Today I had a little surprise – Mairi took me to see Mummy for the afternoon. Mairi had lots of appointments in London so she thought Mummy could use some company.
I have to say I felt a little strange today. I’ve been with Mairi for the last five days and had a ball of a time. When I came home to Mummy today, the energy level was really low – none of the excitement and running around, not much hugs. She didn’t hold me either.
At the end of the afternoon when Mairi returned, I was really happy to see her. And I was happy she took me with her when she left.
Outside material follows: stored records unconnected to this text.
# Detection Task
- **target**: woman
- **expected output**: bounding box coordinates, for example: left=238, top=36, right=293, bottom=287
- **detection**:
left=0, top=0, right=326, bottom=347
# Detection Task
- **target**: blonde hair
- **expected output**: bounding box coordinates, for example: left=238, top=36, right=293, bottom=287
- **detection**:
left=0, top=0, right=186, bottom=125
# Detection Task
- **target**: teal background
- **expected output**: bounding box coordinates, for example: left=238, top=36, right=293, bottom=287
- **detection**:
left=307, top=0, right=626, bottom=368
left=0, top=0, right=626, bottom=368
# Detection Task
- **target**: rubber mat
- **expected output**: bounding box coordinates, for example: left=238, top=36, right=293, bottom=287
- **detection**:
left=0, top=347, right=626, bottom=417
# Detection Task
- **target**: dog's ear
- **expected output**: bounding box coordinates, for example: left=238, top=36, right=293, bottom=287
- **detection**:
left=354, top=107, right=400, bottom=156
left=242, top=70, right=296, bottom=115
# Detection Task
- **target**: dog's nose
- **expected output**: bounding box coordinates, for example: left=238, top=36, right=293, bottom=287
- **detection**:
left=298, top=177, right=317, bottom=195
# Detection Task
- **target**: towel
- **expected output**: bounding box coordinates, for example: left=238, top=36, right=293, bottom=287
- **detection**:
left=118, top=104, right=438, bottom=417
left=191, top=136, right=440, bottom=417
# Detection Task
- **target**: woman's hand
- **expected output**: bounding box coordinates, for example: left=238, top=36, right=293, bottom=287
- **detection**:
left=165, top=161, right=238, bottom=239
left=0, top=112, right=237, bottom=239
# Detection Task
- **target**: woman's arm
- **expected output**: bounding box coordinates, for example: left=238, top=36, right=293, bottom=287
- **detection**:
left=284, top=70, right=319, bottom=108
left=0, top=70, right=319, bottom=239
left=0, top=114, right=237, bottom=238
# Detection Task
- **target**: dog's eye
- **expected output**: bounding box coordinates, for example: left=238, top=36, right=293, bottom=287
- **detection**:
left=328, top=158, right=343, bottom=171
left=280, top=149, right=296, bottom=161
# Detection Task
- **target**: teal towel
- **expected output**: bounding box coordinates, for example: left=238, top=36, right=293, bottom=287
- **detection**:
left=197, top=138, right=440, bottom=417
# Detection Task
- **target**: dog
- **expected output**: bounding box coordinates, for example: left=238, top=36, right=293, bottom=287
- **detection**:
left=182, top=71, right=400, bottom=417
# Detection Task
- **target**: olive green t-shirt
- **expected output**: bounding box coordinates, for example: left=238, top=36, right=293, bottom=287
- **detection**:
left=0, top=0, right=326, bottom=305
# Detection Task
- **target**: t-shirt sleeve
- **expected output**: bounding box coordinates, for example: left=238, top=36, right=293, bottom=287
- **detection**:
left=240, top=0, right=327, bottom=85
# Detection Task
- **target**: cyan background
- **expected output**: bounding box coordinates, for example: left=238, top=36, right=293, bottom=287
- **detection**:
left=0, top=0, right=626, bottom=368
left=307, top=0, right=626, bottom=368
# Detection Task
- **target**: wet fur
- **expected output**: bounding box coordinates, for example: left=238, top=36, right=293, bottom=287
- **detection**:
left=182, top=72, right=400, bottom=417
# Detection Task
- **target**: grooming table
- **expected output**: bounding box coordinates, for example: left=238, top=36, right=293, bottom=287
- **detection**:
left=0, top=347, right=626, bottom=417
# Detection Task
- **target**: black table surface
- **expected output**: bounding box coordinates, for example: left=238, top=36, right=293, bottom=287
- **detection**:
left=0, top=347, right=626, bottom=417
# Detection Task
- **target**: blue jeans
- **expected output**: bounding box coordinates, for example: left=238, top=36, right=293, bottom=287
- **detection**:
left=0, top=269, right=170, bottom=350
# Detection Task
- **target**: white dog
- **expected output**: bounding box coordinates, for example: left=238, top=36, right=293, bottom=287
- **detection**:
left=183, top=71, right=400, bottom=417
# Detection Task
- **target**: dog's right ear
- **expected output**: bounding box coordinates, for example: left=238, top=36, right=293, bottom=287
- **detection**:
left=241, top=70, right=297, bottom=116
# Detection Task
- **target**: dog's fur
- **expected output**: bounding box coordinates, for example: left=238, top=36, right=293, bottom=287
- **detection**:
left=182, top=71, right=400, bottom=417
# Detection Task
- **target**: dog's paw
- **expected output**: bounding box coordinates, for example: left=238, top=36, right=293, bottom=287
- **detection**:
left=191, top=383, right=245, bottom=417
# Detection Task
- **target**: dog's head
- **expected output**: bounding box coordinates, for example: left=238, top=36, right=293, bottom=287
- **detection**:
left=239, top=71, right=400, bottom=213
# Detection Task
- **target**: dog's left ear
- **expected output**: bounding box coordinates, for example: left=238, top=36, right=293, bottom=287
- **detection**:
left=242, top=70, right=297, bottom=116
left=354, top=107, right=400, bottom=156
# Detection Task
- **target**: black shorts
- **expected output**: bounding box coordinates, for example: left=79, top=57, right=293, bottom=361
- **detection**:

When I was in the hospital bed, I didn’t think much about not having the dogs next to me but last night, out of habit, every time I woke, I looked to see where they were. And every time I moved, I made sure they had their space. But seeing Darcy today was also difficult. I couldn’t give her a hug, couldn’t carry her and had difficulty getting down to her level. Maybe she felt my energy and was very quiet. Or maybe she was wondering why I wasn’t so excited to see her. I had to restrain myself.
But I know she’s in really good hands and having a whale of a time. It did made me feel a little bad to see her hurrying off because she knows where the fun is at the moment and lots of people fussing over her.
God, I hope that not her as well as George have decided that somewhere else is more fun than staying with me. 🙁
Time to get really fit again and so we can have fun altogether once more.